Do., 31.10.2019

Staatsanwaltschaft fordert Bewährungsstrafe – Richter schließen sich Gutachten an Lügde: Freispruch für 17-Jährigen

Der Campingplatz in Lügde: Ein 17-jähriges Opfer des Missbrauchsfalls stand selbst als Angeklagter vor dem Landgericht Paderborn. Er soll sich an jüngeren Kindern vergangen haben.

Der Campingplatz in Lügde: Ein 17-jähriges Opfer des Missbrauchsfalls stand selbst als Angeklagter vor dem Landgericht Paderborn. Er soll sich an jüngeren Kindern vergangen haben. Foto: Christian Althoff

Paderborn (WB/dpa/ret). Das Landgericht Paderborn hat einen heute 17-Jährigen, der im Missbrauchsfall Lügde vom Opfer zum Täter geworden sein soll , freigesprochen. Das teilte ein Sprecher am Mittag mit. Demnach schlossen sich die Richter am Donnerstag den Ausführungen eines Gutachters an.
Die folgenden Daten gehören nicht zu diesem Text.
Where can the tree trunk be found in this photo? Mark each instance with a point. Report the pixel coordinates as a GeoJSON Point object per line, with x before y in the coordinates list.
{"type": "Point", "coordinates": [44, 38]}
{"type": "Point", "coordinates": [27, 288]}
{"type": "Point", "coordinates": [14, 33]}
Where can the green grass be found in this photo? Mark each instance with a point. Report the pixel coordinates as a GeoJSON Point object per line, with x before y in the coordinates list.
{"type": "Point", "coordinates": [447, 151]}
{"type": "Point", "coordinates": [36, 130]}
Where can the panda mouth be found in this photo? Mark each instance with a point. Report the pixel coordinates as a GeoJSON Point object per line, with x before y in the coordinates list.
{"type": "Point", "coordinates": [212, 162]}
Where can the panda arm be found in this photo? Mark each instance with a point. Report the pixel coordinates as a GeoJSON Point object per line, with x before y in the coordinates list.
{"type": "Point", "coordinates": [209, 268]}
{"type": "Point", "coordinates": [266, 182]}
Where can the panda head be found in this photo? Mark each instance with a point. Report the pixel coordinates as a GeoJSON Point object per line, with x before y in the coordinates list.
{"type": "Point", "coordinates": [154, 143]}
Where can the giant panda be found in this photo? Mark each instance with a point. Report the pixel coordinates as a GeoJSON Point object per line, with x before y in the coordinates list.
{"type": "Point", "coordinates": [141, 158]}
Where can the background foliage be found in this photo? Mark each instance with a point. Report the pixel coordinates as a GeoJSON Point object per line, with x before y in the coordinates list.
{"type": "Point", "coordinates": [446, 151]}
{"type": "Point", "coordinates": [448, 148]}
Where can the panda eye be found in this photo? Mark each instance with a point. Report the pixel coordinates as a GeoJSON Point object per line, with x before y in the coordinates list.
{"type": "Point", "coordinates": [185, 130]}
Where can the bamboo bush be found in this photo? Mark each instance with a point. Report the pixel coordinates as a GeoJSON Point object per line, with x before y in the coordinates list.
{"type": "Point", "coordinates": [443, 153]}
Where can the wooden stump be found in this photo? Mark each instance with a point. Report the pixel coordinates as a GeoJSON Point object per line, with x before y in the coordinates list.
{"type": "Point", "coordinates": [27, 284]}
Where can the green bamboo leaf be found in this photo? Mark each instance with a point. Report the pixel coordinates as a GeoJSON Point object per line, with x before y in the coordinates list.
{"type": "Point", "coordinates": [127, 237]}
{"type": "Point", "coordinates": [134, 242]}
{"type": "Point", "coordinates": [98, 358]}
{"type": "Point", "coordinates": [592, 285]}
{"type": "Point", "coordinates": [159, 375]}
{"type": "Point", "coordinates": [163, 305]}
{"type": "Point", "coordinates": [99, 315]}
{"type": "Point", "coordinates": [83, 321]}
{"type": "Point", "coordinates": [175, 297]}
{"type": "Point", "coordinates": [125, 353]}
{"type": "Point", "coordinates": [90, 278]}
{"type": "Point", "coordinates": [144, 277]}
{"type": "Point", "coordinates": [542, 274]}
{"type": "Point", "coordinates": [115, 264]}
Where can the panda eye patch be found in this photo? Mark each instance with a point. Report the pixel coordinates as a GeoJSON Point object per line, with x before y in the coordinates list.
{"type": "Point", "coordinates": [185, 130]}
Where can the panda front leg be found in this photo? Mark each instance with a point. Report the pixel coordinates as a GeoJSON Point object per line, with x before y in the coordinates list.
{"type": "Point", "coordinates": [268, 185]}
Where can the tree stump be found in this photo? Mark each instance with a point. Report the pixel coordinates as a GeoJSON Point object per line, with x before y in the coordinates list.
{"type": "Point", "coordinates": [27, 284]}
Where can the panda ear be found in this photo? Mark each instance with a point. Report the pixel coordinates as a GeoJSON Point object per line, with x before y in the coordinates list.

Der Experte hatte dem Angeklagten die strafrechtliche Verantwortungsreife abgesprochen.

Das Landgericht begründete das Urteil folgendermaßen: der Jugendliche habe »die ihm vorgeworfenen Missbrauchshandlungen zwar umfassend gestanden. Die sachverständig beratene Kammer hat jedoch die nach dem Gesetz für die Verurteilung eines Jugendlichen notwendige Verantwortungsreife vor dem Hintergrund des vorherigen sexuellen Missbrauchs zum Nachteil des Angeklagten selbst nicht feststellen können.«

Laut Jugendgerichtsgesetz (JGG) sei ein Jugendlicher nur dann strafrechtlich verantwortlich, »wenn er zur Zeit der Tat nach seiner sittlichen und geistigen Entwicklung reif ist genug ist, das Unrecht der Tat einzusehen und nach dieser Einsicht zu handeln.« Diesbezüglich habe es unter den gegeben besonderen Umständen und mit Rücksicht auf das Ausmaß des Missbrauchs des Angeklagten, Zweifel gegeben.

Die Kammer betone jedoch ausdrücklich, dass es sich um eine Entscheidung handele, die einen besonderen Einzelfall betreffe und sich auf andere Sachverhalte nicht ohne weiteres übertragen lasse.

Der heute 17 Jahre alte Schüler, der nach Gerichtsangaben als Opfer im Fall Lügde selbst von einem der im September verurteilten Männer mehrfach sexuell missbraucht wurde, soll sich später selbst an drei jüngeren Kindern vergangen haben.

Die Staatsanwaltschaft hatte sich nach Angaben des Verteidigers des 16-Jährigen für eine Freiheitsstrafe auf Bewährung unter der Auflage ausgesprochen, dass der Jugendliche seine Therapie fortsetzt. Dem sind die Richter nicht gefolgt. Alle Verhandlungstage fanden zum Schutz des Jugendlichen unter Ausschluss der Öffentlichkeit statt. Das galt auch für die Urteilsverkündung.